Zur SPD sind die CDU-Wähler aber offenbar nicht gegangen …
Nein, in NRW bestätigt sich offensichtlich ein Trend, der seit 2005 fast
alle Landtagswahlen beherrscht hat: Das angeblich sozialdemokratische
Problem, dass die Wähler enttäuscht zu Hause bleiben, ist längst bei der
Union angekommen. Wahlenthaltung ist die Protestform der bürgerlichen
Milieus geworden. Nur die Bundestagswahl hat zuletzt diesen Trend
unterbrochen.
Wählte das enttäuschte Bürgertum nicht bislang FDP?
Nun, die Rolle als Ventilpartei für frustrierte Bürger hat die FDP jetzt
wahrhaftig verspielt. Dafür hat sie einfach zu viel falsch gemacht. Das
Ventil ist verstopft.
Na ja, in NRW hat sie ihr Ergebnis gehalten.
Es kommt aber auf den Vergleich mit der Bundestagswahl an: Im September
2009 erzielte die FDP in NRW 14,9 Prozent - das hat sie jetzt mehr als
halbiert. Die guten CDU-Ergebnisse von 2005 dagegen waren ein Ausrutscher
und nicht etwa ein Votum für Jürgen Rüttgers. Die Leute reagierten damals
auf Rot-Grün im Bund. Zur Bundestagswahl vergangenen September hatte die
CDU in NRW 33,1 Prozent.
Alle, die Schwarz-Grün wollten, sind mächtig enttäuscht.

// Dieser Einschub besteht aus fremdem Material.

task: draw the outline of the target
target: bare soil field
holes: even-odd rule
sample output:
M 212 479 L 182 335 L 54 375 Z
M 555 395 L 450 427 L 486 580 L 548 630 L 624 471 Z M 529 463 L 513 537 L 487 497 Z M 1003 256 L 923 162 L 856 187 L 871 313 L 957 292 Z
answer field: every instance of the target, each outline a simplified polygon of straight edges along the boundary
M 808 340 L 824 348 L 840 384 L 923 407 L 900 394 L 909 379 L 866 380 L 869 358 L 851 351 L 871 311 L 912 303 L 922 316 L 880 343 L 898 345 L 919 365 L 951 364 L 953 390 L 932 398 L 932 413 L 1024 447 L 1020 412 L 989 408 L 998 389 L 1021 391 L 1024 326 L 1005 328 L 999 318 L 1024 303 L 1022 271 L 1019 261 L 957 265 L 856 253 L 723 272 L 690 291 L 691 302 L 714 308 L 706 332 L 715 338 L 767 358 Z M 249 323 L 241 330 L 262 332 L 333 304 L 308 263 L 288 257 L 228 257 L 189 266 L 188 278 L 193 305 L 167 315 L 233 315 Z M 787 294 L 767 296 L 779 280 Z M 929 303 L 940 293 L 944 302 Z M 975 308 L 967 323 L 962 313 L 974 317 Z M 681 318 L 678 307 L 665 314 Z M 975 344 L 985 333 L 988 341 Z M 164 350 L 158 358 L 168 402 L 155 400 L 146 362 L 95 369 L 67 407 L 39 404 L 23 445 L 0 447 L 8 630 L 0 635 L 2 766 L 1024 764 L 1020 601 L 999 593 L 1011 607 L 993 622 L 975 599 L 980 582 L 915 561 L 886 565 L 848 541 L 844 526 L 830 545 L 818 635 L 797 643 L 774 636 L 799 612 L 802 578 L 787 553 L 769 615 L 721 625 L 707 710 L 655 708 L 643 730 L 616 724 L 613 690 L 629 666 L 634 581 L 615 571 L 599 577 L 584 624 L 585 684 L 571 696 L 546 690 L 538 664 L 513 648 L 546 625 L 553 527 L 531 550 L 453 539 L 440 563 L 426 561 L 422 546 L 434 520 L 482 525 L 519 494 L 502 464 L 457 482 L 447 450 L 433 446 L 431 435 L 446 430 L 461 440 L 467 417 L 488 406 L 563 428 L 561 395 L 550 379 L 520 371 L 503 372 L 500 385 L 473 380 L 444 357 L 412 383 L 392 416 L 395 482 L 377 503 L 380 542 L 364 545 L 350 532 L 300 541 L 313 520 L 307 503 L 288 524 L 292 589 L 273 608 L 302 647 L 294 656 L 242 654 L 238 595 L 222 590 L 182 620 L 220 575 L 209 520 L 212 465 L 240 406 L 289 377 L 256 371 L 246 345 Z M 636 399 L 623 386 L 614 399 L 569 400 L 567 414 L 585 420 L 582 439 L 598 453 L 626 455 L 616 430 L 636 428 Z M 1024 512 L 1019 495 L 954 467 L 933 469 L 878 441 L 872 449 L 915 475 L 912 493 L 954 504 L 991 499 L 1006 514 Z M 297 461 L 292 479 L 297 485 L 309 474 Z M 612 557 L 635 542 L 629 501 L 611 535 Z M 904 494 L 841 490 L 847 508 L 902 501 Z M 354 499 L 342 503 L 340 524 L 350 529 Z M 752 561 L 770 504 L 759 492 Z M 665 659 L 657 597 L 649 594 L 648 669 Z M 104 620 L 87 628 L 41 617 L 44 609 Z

Die vielbeschworene Idee von der "Scharnierpartei", von den "Grünen, an
denen keiner vorbeikommt", erfüllt sich vorläufig nicht. Mein Mitleid mit
den Schwarz-Grün-Fans hält sich allerdings in Grenzen. Mit der Masche,
Lagerwahlkämpfe zu führen, dabei aber bauernschlau andere Koalitionen
anzupeilen, nimmt man den Bürger nicht ernst. Das könnte übrigens auch ein
Grund sein, warum etliche Leute nicht mehr zur Wahl gehen.
Gibt NRW überhaupt noch den Trend für den Bund vor?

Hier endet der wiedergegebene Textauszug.